For many, many years I couldn’t understand why I never had the instinct to want to have children of my own. I carried a shame in my heart around that for a very long time. It wasn’t until I was in my early 40s and Frankie became paralyzed that I realized God had other plans for me.
Frankie becoming paralyzed wasn’t my choice either. It was hard to imagine how my life would change when the prognosis came when she was six years old that she would likely never walk again. Caring for her would be somewhat like caring for an infant child. It seemed cruel and unfair to me that I was being handed this challenge.
It wasn’t my choice to be a Mom or to have a paralyzed dog, but reflecting back on that today I have absolutely no doubt this was how my life was to play out.
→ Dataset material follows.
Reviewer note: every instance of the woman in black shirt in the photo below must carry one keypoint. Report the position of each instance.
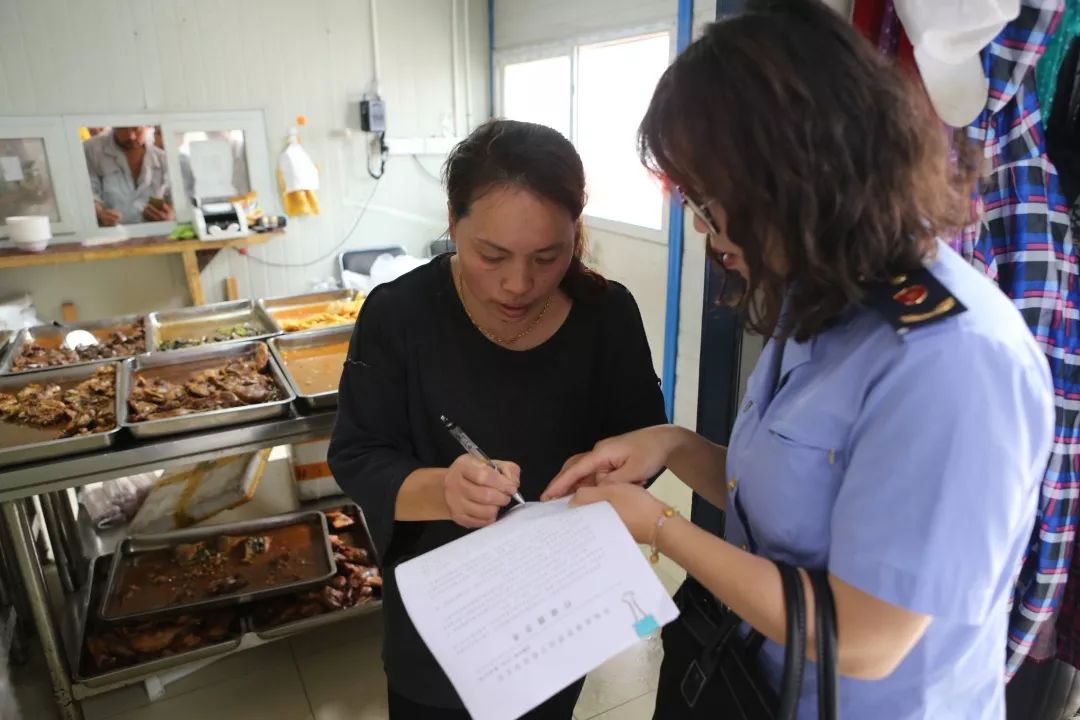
(513, 338)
As hard as it was to imagine how I would take care of Frankie after her paralysis, it was harder yet to imagine what blessings would come of it.
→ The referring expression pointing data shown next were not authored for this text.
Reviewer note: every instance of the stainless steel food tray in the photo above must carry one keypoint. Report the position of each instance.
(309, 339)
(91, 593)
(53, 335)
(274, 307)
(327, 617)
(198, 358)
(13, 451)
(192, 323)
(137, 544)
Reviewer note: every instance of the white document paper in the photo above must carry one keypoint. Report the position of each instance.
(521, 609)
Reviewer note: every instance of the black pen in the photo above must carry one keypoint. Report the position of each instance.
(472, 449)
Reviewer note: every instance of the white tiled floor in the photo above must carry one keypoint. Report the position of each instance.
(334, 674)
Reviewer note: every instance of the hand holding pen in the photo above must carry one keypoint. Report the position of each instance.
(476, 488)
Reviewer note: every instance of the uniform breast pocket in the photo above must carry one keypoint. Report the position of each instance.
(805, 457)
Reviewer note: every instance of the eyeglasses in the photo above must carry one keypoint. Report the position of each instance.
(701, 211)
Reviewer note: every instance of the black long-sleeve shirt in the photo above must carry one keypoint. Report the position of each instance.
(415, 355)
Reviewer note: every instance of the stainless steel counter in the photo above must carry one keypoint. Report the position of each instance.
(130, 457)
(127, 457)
It wasn’t my choice to be a Mom or have a paralyzed dog, but it was my choice to look for the blessing in the challenge that lay ahead with Frankie in a wheelchair. It was my choice to follow my heart and write Frankie’s story and share her with young children. That choice led me to realizing God’s bigger plan for me which was being a mentor to thousands of children. Though I’ll never remember all their names, I’ll forever carry all of them in my heart. A part of each child I have met along the way because of Frankie will always be with me.
So on this Mother’s Day I no longer carry a shame in my heart, but give thanks for the Mom’s who were meant to be, and for the unfolding of my life as it was meant to be.